An Alabama district attorney on Monday asked a judge to order a new trial for a death row inmate, saying that a review found that the 1998 conviction was flawed and “cannot be justified or allowed to stand.”

Jefferson County District Attorney Danny Carr filed a brief expressing his support for Toforest Johnson’s bid to receive a new trial. Carr has supported a new trial since 2020, but the latest filing detailed the findings of a post-conviction review of the case.

“A thorough review and investigation of the entire case leaves no confidence in the integrity of Johnson’s conviction. The interest of justice demands that Johnson be granted a new trial,” Carr wrote in the brief.

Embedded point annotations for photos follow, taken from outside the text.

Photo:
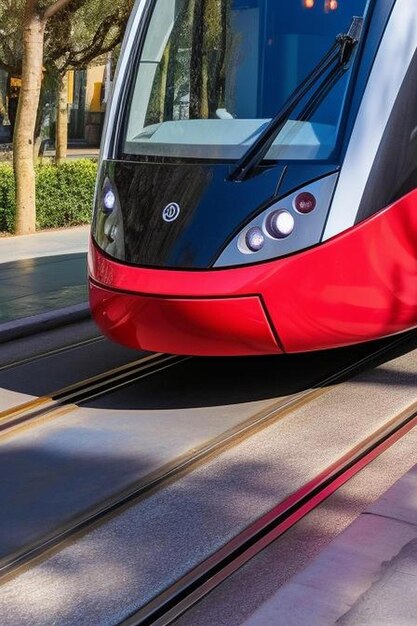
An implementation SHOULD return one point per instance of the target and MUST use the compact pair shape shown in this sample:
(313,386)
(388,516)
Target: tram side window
(394,173)
(212,73)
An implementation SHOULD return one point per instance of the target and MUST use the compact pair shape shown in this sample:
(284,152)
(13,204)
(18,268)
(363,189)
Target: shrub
(64,194)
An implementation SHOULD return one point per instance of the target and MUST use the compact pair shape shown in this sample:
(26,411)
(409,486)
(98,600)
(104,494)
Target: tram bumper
(358,286)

Johnson has been on Alabama’s death row since 1998 after he was convicted in the 1995 killing of Jefferson County Deputy Sheriff William Hardy, who was shot twice in the head while working off-duty security at a hotel. However, Carr, who was elected as the county's district attorney in 2018, wrote that the “evidence in this case has unraveled over 20 years.”

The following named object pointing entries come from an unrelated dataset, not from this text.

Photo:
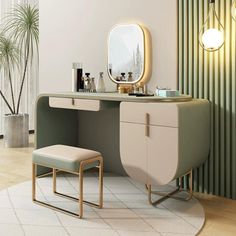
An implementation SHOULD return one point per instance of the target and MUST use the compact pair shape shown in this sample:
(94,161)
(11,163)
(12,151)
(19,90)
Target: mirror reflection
(126,53)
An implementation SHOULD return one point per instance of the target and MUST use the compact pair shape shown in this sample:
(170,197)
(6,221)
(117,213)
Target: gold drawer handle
(147,123)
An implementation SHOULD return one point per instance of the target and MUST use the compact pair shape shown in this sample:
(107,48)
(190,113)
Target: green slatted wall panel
(211,76)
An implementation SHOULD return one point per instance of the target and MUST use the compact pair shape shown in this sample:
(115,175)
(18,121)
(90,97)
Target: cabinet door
(162,149)
(133,150)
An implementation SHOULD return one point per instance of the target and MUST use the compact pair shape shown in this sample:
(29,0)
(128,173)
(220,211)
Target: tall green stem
(11,87)
(5,100)
(24,74)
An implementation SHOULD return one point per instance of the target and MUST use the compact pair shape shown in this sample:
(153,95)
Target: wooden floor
(15,167)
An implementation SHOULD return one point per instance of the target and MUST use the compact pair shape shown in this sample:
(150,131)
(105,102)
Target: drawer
(76,104)
(161,114)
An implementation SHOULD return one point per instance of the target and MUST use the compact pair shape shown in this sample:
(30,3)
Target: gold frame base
(171,194)
(80,199)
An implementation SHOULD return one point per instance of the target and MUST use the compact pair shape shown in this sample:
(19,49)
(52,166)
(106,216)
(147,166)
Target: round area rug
(126,210)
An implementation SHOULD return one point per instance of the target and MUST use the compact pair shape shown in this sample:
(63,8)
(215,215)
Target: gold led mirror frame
(129,54)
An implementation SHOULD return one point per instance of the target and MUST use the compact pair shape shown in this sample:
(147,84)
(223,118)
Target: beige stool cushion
(63,157)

Carr said that credible alibi witnesses place Johnson elsewhere at the time of the crime. He said there are multiple reasons to doubt the key prosecution witness, a woman who “claimed she overheard Johnson confess to the murder on a three-way phone call on which she was eavesdropping.”

Carr said that the “physical evidence contradicts” her account. He said she was paid $5,000 for her testimony and had been a witness in multiple cases.

“The lead prosecutor now has such grave concerns about (her) account that he supports a new trial for Johnson,” Carr wrote of the prosecutor who led the case in the 1990s.

The filing was the latest development in the long-running legal effort to win a new trial in the case that has garnered national attention and is the subject of a podcast. Former Alabama Attorney General Bill Baxley, former Chief Justice Drayton Nabers, and several former judges and prosecutors submitted briefs to the circuit court or wrote editorials supporting a new trial for Johnson.

The current petition was filed in 2020 but was paused as other appeals played out in different courts.

The Alabama attorney general’s office has not responded to the latest filing. The office in 2022 asked a judge to dismiss Johnson’s petition: “Mr. Carr’s opinion that Johnson should receive a new trial is just that, his opinion,” lawyers for the attorney general’s office wrote in 2022.

Johnson’s daughter, Shanaye Poole, said she is thankful for Carr’s support for her father to receive a new trial.

“Our hope is that the courts will agree with him. Our hope is for our family to finally be reunited,” Poole said. She said her father has always maintained his innocence. “We’ve had to live in a nightmare for so long,” she said.

The Alabama Supreme Court in 2022 upheld a lower court’s decision denying a separate request for a new trial. Johnson’s lawyers had argued the state failed to disclose that the key prosecution witness was paid a reward. The Court of Criminal Appeals in May ruled that Johnson’s attorneys had not established that the witness knew about the reward or was motivated by it.